Genome Sequences of Serotype A6 Mannheimia haemolytica Isolates D174 and D38 Recovered from Bovine Pneumonia.

Here, we report two genomes, one complete and one draft, from virulent bovine strains of Mannheimia haemolytica serotype A6 recovered prior to the field usage of modern antimicrobial drugs.

GENOME ANNOUNCEMENT

Mannheimia haemolytica is a facultative respiratory pathogen of ruminants. Among cattle, serotypes A1, A2, and A6 colonize and are commonly recovered from the nasopharynx (1). In pneumonic disease, it is predominantly serotypes A1 and A6 that are recovered from diseased lung tissues (2). Resistance to nasopharyngeal colonization can be elicited with vaccine products, and such resistance has been shown to be serotype specific (3). Although the serotype of M. haemolytica is based on capsule type (2), it is currently unknown whether acquired resistance to nasopharyngeal colonization is based upon anticapsular or other bacterial components. Antimicrobial resistance among bacterial bovine respiratory disease pathogens is of growing concern (4, 5), and multidrug-resistant isolates of Pasteurella multocida and M. haemolytica were recently sequenced (6, 7). Isolates D174 and D38 were recovered from a pneumonic calf lung in January 1984 and December 1982, respectively. The genome sequencing of these strains was undertaken to further our understanding of the basis of acquired resistance to nasopharyngeal colonization and provide insight into the acquisition of antimicrobial resistance.

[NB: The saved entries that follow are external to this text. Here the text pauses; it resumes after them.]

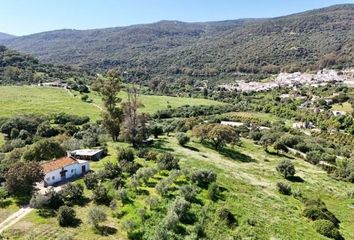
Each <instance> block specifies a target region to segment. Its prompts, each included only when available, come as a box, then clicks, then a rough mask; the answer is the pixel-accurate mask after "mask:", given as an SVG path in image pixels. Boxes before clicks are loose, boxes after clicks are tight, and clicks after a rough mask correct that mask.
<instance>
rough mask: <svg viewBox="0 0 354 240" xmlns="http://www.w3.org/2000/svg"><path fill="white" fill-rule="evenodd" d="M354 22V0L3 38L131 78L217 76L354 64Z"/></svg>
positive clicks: (183, 80)
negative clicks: (255, 14)
mask: <svg viewBox="0 0 354 240" xmlns="http://www.w3.org/2000/svg"><path fill="white" fill-rule="evenodd" d="M353 26H354V5H353V4H346V5H336V6H332V7H328V8H323V9H319V10H313V11H308V12H304V13H299V14H293V15H289V16H284V17H278V18H272V19H241V20H232V21H221V22H205V23H184V22H178V21H161V22H157V23H153V24H144V25H135V26H129V27H118V28H108V29H97V30H86V31H79V30H58V31H51V32H45V33H38V34H33V35H29V36H24V37H17V38H12V39H8V40H2V41H1V42H2V43H4V44H5V45H7V46H9V47H11V48H14V49H18V50H21V51H24V52H27V53H31V54H34V55H35V56H37V57H39V58H40V59H41V60H44V61H46V62H50V63H55V64H71V65H74V66H79V67H82V68H84V69H89V70H97V71H100V70H102V69H109V68H112V67H119V68H120V69H121V72H124V71H126V75H127V77H129V76H130V77H132V79H131V80H133V79H134V78H133V76H134V77H136V76H138V79H139V80H142V81H146V80H149V79H151V78H152V79H154V78H157V79H159V80H163V79H166V80H168V81H178V80H181V81H182V80H183V81H184V80H185V79H190V80H195V79H201V80H204V79H210V80H213V81H216V80H230V79H234V78H236V77H242V78H245V76H243V75H242V74H246V73H252V74H254V73H256V74H259V75H264V74H269V73H276V72H279V71H280V70H281V69H283V70H287V71H297V70H303V71H306V70H308V69H310V70H311V69H312V70H315V69H318V68H323V67H338V68H340V67H346V66H353V64H354V62H353V59H354V58H353V56H354V52H353V40H354V29H353ZM142 66H144V67H142ZM236 73H238V74H240V73H242V74H241V76H239V75H238V74H236ZM235 74H236V75H235ZM166 77H171V78H170V79H169V78H166ZM246 77H247V76H246Z"/></svg>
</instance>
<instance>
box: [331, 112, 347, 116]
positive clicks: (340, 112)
mask: <svg viewBox="0 0 354 240" xmlns="http://www.w3.org/2000/svg"><path fill="white" fill-rule="evenodd" d="M332 113H333V115H334V116H345V115H347V113H346V112H344V111H332Z"/></svg>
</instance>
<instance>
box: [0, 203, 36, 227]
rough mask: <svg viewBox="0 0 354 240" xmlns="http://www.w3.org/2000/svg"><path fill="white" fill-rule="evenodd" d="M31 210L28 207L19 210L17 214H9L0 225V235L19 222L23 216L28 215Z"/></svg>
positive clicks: (22, 208) (20, 208)
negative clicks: (4, 220) (6, 218)
mask: <svg viewBox="0 0 354 240" xmlns="http://www.w3.org/2000/svg"><path fill="white" fill-rule="evenodd" d="M32 210H33V208H30V207H29V206H28V205H26V206H24V207H22V208H20V210H18V211H17V212H15V213H13V214H11V215H10V216H9V217H8V218H7V219H5V221H3V222H2V223H0V233H2V232H3V231H4V230H6V229H7V228H9V227H11V226H12V225H14V224H15V223H17V222H18V221H19V220H21V219H22V218H23V217H24V216H26V215H27V214H28V213H30V212H31V211H32Z"/></svg>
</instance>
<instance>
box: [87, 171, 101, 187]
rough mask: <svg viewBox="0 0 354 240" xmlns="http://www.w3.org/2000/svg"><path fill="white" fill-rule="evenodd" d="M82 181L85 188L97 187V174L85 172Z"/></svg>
mask: <svg viewBox="0 0 354 240" xmlns="http://www.w3.org/2000/svg"><path fill="white" fill-rule="evenodd" d="M84 183H85V186H86V188H87V189H90V190H92V189H94V188H96V187H97V185H98V176H97V174H95V173H90V174H87V175H86V176H85V177H84Z"/></svg>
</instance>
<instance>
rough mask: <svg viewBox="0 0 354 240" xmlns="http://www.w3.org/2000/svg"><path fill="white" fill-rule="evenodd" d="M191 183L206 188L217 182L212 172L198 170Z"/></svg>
mask: <svg viewBox="0 0 354 240" xmlns="http://www.w3.org/2000/svg"><path fill="white" fill-rule="evenodd" d="M191 181H192V182H194V183H196V184H197V185H198V186H200V187H203V188H206V187H208V185H209V184H210V183H212V182H215V181H216V174H215V173H214V172H213V171H211V170H198V171H196V172H194V173H193V174H192V176H191Z"/></svg>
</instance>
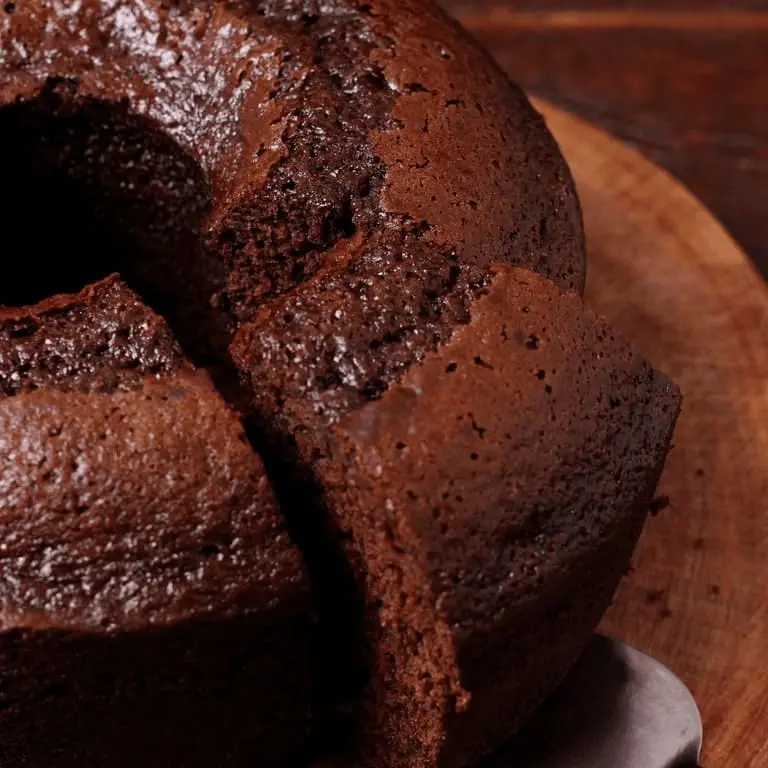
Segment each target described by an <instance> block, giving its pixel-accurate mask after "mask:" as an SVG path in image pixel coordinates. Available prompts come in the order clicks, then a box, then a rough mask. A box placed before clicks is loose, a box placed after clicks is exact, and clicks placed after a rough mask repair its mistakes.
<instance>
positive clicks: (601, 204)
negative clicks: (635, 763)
mask: <svg viewBox="0 0 768 768" xmlns="http://www.w3.org/2000/svg"><path fill="white" fill-rule="evenodd" d="M537 106H538V107H539V109H540V110H541V111H542V112H544V114H545V116H546V118H547V121H548V123H549V125H550V127H551V129H552V130H553V132H554V133H555V136H556V137H557V139H558V141H559V142H560V144H561V146H562V148H563V151H564V153H565V155H566V157H567V159H568V161H569V163H570V165H571V168H572V170H573V173H574V176H575V178H576V182H577V184H578V187H579V193H580V195H581V199H582V203H583V206H584V212H585V221H586V228H587V236H588V242H589V259H590V261H589V269H590V271H589V277H588V288H587V301H588V302H589V303H590V304H591V305H592V306H593V307H594V308H596V309H597V310H598V311H599V312H600V313H601V314H603V315H605V316H606V317H608V318H609V319H610V320H611V321H612V322H613V323H614V324H615V325H616V327H617V328H619V329H620V330H621V331H622V332H623V333H624V335H625V336H626V337H627V338H629V339H630V340H632V341H633V342H634V343H635V344H636V345H637V346H638V347H640V348H641V349H642V350H644V351H645V353H646V354H647V355H648V356H649V358H650V359H651V360H652V361H653V363H654V364H655V365H657V366H658V367H659V368H661V369H662V370H664V371H665V372H666V373H668V374H669V375H670V376H671V377H672V378H673V379H674V380H675V381H676V382H677V383H678V384H679V385H680V387H681V388H682V390H683V393H684V397H685V401H684V406H683V412H682V415H681V418H680V421H679V424H678V428H677V431H676V434H675V438H674V448H673V450H672V453H671V456H670V458H669V460H668V463H667V467H666V469H665V472H664V476H663V478H662V482H661V486H660V488H659V497H658V500H657V502H656V505H655V510H654V511H655V512H656V514H655V516H652V517H651V519H650V520H649V523H648V526H647V528H646V532H645V534H644V537H643V539H642V542H641V545H640V547H639V550H638V552H637V555H636V558H635V561H634V563H633V570H632V572H631V573H630V575H629V576H628V578H627V579H625V581H624V584H623V586H622V587H621V589H620V591H619V594H618V595H617V598H616V600H615V602H614V606H613V608H612V609H611V611H610V612H609V615H608V616H607V618H606V620H605V623H604V626H603V630H604V631H606V632H607V633H609V634H612V635H614V636H616V637H619V638H621V639H623V640H626V641H628V642H630V643H631V644H633V645H635V646H636V647H638V648H640V649H641V650H644V651H646V652H648V653H650V654H651V655H653V656H655V657H656V658H658V659H660V660H661V661H663V662H664V663H665V664H667V665H668V666H669V667H670V668H671V669H673V670H674V671H675V672H676V673H677V674H678V675H679V676H680V677H681V678H682V679H683V680H684V681H685V682H686V683H687V684H688V685H689V686H690V687H691V689H692V690H693V692H694V694H695V696H696V698H697V700H698V703H699V706H700V708H701V711H702V715H703V719H704V729H705V752H704V761H703V765H704V768H709V767H710V766H711V767H712V768H715V767H722V766H724V767H725V768H729V767H730V766H734V768H736V767H737V768H765V766H768V288H766V285H765V283H764V282H763V280H762V278H761V277H760V276H759V275H758V274H757V272H756V271H755V270H754V268H753V267H752V265H751V264H750V263H749V261H748V259H747V258H746V256H745V255H744V254H743V252H742V251H741V250H740V249H739V248H738V246H737V245H736V244H735V243H734V242H733V241H732V240H731V238H730V237H729V236H728V235H727V234H726V232H725V231H724V230H723V228H722V227H721V226H720V225H719V224H718V223H717V221H716V220H715V219H714V218H713V217H712V215H711V214H710V213H708V211H707V210H706V209H705V208H704V207H703V206H702V205H701V204H700V203H699V202H698V201H697V200H696V199H695V198H694V197H693V196H692V195H691V194H690V193H688V192H687V191H686V190H685V189H684V188H682V187H681V186H680V185H679V184H678V183H677V182H675V181H674V180H673V179H672V178H671V177H669V176H668V175H667V174H666V173H664V172H663V171H662V170H661V169H659V168H657V167H655V166H654V165H653V164H652V163H650V162H649V161H647V160H645V159H644V158H643V157H641V156H640V155H638V154H637V153H636V152H634V151H633V150H632V149H630V148H629V147H627V146H625V145H623V144H622V143H620V142H619V141H617V140H615V139H613V138H611V137H609V136H608V135H606V134H605V133H603V132H602V131H600V130H597V129H595V128H593V127H591V126H590V125H588V124H586V123H585V122H582V121H581V120H579V119H578V118H575V117H572V116H570V115H568V114H566V113H564V112H561V111H559V110H557V109H555V108H552V107H550V106H548V105H546V104H544V103H537ZM617 768H619V767H617Z"/></svg>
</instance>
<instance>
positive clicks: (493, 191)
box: [0, 0, 679, 768]
mask: <svg viewBox="0 0 768 768" xmlns="http://www.w3.org/2000/svg"><path fill="white" fill-rule="evenodd" d="M0 163H2V166H1V167H2V174H1V175H0V211H2V214H3V219H2V222H3V229H2V231H3V246H4V258H3V260H2V262H1V263H0V270H2V278H1V279H0V305H2V306H3V308H2V309H0V422H1V423H2V427H0V443H1V444H2V453H1V454H0V460H2V461H3V466H2V469H1V470H0V763H2V765H3V766H8V767H9V768H13V766H16V765H34V766H36V768H49V767H50V768H54V767H55V768H67V767H68V766H77V767H78V768H84V767H87V766H93V767H94V768H96V767H97V766H98V767H99V768H104V766H108V767H109V768H112V767H119V766H125V767H126V768H129V766H130V768H134V766H135V765H136V764H137V763H139V762H142V763H143V764H145V765H147V766H170V765H173V766H179V768H193V767H194V766H204V765H205V766H210V765H216V766H222V767H223V766H232V767H233V768H238V767H239V766H250V765H259V766H273V765H274V766H277V765H288V764H291V765H295V764H301V761H305V760H308V759H310V758H312V757H318V756H322V755H323V754H325V753H326V752H328V751H332V750H337V751H339V752H343V753H345V754H349V755H351V756H352V759H353V760H354V761H355V764H357V765H360V766H369V767H370V768H395V767H397V768H403V767H404V766H412V767H413V768H467V767H468V766H471V765H472V764H473V762H475V761H476V760H478V759H479V758H480V757H481V756H482V755H484V754H486V753H488V752H490V751H491V750H493V749H494V748H495V747H496V746H498V745H499V744H500V743H501V742H502V741H504V740H505V739H507V738H508V737H509V736H510V735H511V734H512V733H513V732H514V731H515V729H516V728H517V727H518V726H519V725H520V723H521V722H522V721H523V720H524V718H525V717H526V716H527V715H528V714H529V713H530V712H531V711H532V710H533V709H534V708H535V707H536V706H537V704H538V703H539V702H540V701H541V700H542V699H543V698H544V697H545V696H546V695H547V694H548V693H549V692H550V691H551V690H552V688H553V687H554V686H555V685H556V684H557V682H558V681H559V680H560V678H561V677H562V676H563V675H564V674H565V672H566V671H567V670H568V668H569V666H570V665H571V664H572V663H573V661H574V660H575V659H576V657H577V656H578V654H579V653H580V651H581V649H582V648H583V647H584V645H585V643H586V642H587V639H588V637H589V635H590V633H591V632H592V631H593V630H594V628H595V626H596V625H597V623H598V621H599V619H600V616H601V615H602V613H603V611H604V610H605V608H606V606H607V605H608V602H609V601H610V598H611V596H612V594H613V591H614V590H615V587H616V585H617V583H618V580H619V578H620V576H621V574H622V572H623V571H624V569H625V568H626V566H627V563H628V560H629V557H630V554H631V552H632V549H633V547H634V545H635V542H636V540H637V537H638V535H639V533H640V529H641V527H642V523H643V519H644V516H645V511H646V509H647V506H648V503H649V502H650V499H651V495H652V493H653V490H654V488H655V485H656V482H657V480H658V476H659V473H660V471H661V467H662V465H663V462H664V458H665V456H666V453H667V450H668V447H669V441H670V438H671V433H672V429H673V426H674V422H675V419H676V416H677V412H678V409H679V393H678V392H677V390H676V389H675V388H674V387H673V386H672V385H671V384H669V383H668V382H667V381H666V380H665V379H664V378H663V377H662V376H661V375H660V374H658V373H657V372H655V371H654V370H653V369H652V368H651V367H650V366H649V365H648V364H647V363H646V362H644V361H643V360H642V359H641V358H640V357H639V356H638V355H637V354H636V353H634V352H632V351H631V350H630V349H629V348H628V347H627V346H626V345H625V344H624V343H623V342H621V341H620V340H618V339H617V338H616V337H615V336H614V334H613V333H612V332H611V331H610V329H609V328H608V327H607V326H606V325H605V323H604V322H602V321H601V320H599V319H598V318H596V317H594V316H593V315H592V314H590V313H589V311H588V310H586V309H585V308H584V307H583V305H582V303H581V299H580V297H579V294H580V293H581V291H582V290H583V286H584V279H585V248H584V235H583V230H582V223H581V215H580V211H579V205H578V201H577V198H576V194H575V190H574V187H573V183H572V180H571V178H570V175H569V173H568V170H567V167H566V165H565V163H564V161H563V159H562V157H561V156H560V154H559V151H558V149H557V146H556V145H555V143H554V140H553V139H552V137H551V136H550V134H549V133H548V131H547V129H546V127H545V126H544V124H543V121H542V119H541V118H540V117H539V115H538V114H537V113H536V112H535V111H534V110H533V109H532V108H531V106H530V105H529V103H528V102H527V100H526V99H525V97H524V95H523V94H522V93H521V92H520V91H519V89H517V88H516V87H515V86H514V85H512V84H511V83H509V81H508V80H507V79H506V78H505V76H504V75H503V74H502V73H501V72H500V71H499V70H498V69H497V67H496V66H495V65H494V64H493V62H492V61H491V60H490V59H489V58H488V57H487V56H486V55H485V54H484V53H483V52H482V51H481V50H480V49H479V48H478V46H477V45H476V44H475V43H474V42H473V41H472V40H471V39H470V38H469V37H468V36H467V35H466V33H464V32H463V31H462V30H461V29H460V28H459V27H458V26H457V25H456V24H454V23H453V22H451V21H450V20H449V19H447V18H446V17H445V16H444V15H443V14H442V12H440V11H439V10H438V9H437V8H436V7H435V6H434V5H432V3H431V2H430V1H429V0H397V2H395V0H369V1H368V2H361V0H323V2H320V1H319V0H231V1H228V0H17V1H16V2H14V3H5V4H4V6H3V7H2V9H0ZM117 275H119V277H118V276H117Z"/></svg>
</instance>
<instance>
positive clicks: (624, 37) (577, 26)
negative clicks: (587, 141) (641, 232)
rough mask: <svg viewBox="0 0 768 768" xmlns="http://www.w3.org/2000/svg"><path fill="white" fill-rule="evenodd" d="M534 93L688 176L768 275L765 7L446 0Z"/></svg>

The genome sequencing of M. haemolytica strain D174 was achieved using 3 platforms: the Roche (454) GS FLX titanium, resulting in 25-fold coverage; Illumina GA IIx, resulting in 1,600-fold coverage; and PacBio RS, resulting in 21-fold coverage. The Illumina reads were used to error correct the PacBio reads using CLC Genomics Workbench version 6.0.2. A hybrid assembly using the CLC software was performed, and the resultant contigs were aligned to an optical map (MapSolver software; OpGen, Gaithersburg, MD) to confirm the assembly and generate a single scaffold. Reiterative alignments of the 454 and corrected PacBio reads >1 kb against the scaffold, using the CLC software, closed all gaps and resulted in a single circular chromosome. The completed D174 genome consists of 2.70 Mb, with a G+C content of 41.1%. The draft genome of M. haemolytica D38 was determined using the Roche platform alone, which yielded 24-fold coverage. Assembly against the closed D174 reference genome using the CLC software yielded 97 contigs with a total of 2.61 Mb, a G+C content of 41.0%, an N50 of 48,311 bp, and 100% contigs >500 bp.

The annotation of both genomes was accomplished with the NCBI Prokaryotic Genome Annotation Pipeline revision 2.1. Strain D174 contains a total of 2,814 genes, including 2,687 predicted protein-coding genes, 40 frameshifted pseudogenes, 19 rRNA genes, and 66 tRNA genes. Strain D38 contains a total of 2,710 genes, including 2,606 predicted protein-coding genes, 48 frameshifted pseudogenes, 6 rRNA genes, and 50 tRNA genes. One clustered regularly interspaced short palindromic repeat (CRISPR) array was detected in each isolate. In contrast to the multiresistant M. haemolytica isolate 42548 (6), genes aphA1, strA, strB, sul2, tetR, and tetH are absent in both strains D174 and D38. The determination of genes potentially involved serotype-specific resistance to nasopharyngeal colonization will require additional analysis.

Nucleotide sequence accession numbers.

The genome sequence of M. haemolytica strain D174 has been deposited in GenBank under the accession no. CP006574. The genome sequence of M. haemolytica D38 has been deposited in GenBank under the accession no. AUNL00000000. The version described in this paper is version AUNL01000000.